十何年前、あれほど苦労してわからせたことが、こんなに簡単にしかも子どもの方から、みつけてくれるのである。

 一体これは、どういうわけだろうか。

 勿論、はじめ子どもたちは、

30×2を、30の2倍だから60と数を分解しないで、こたえをみつけたものが大部分であろう。中には、0×2=0、3×2=6と筆算の方法で考えた子どももいるだろうし、30+30=60と加法で求めた子どももいるであろう。しかし、いずれにしても、既習の方法で、その結果を求めたことには間違いない。

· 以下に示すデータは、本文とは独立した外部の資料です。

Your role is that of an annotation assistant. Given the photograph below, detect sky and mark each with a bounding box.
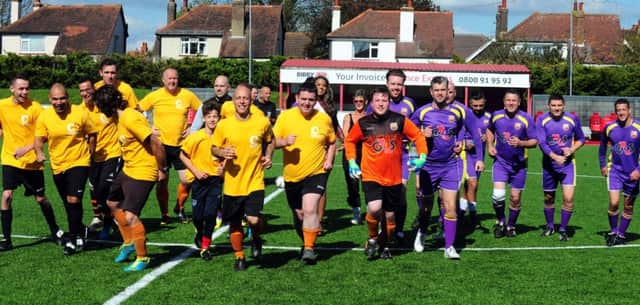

70×3も400×2も、同様にして求めた子どもが多いと思われる。

 ところが、類似の問題をいくつか計算している間に、突如としてその法則を発見する。

 それは、めん鳥にいく日かあっためられた卵から、急にからを破ってひな鳥が生まれ出るのと同じように、

 では、それは全く突然なのであろうか、そうではない。卵と同じように、外にあらわれない変化が、法則を発見する以前の過程の中で起こっていたのである。

 そのような変化が、十何年前に行ったように1回だけの経験で起きるはずがない。卵がかえるには、幾日かあっためられなければならないように、同じような経験がくり返されなければならない。

 質的変化は量的変化を前提として、おこなわれる。

 勿論、法則の発見によって学習が終わるわけではない。

  3200×3は32×3の結果に零を2つつければよいといっただけでは、充分でない。なぜそうなるのかを理解しなければならない。

 そこに過去の知識が動員されて、理論的な推理が行われる。しかし、この時はすでに法則を知った上で行われる推理であって。十何年前の子どもが行った暗中模索の推理とはちがう。

 さて、ここでは帰納的方法の重要性について述べたのであるが、このことは決して演繹そのものを否定したのではない。

 小学校、特に低学年・中学年では、この帰納的方法が多く用いられるが、高学年では演繹的推理する能力も充分養われなければならない。帰納は常に演繹とかたく結びついており、特殊から一般を導く帰納的方法と同様一般から特殊へと判断する演繹的方法も表裏一体となって指導されなければならない。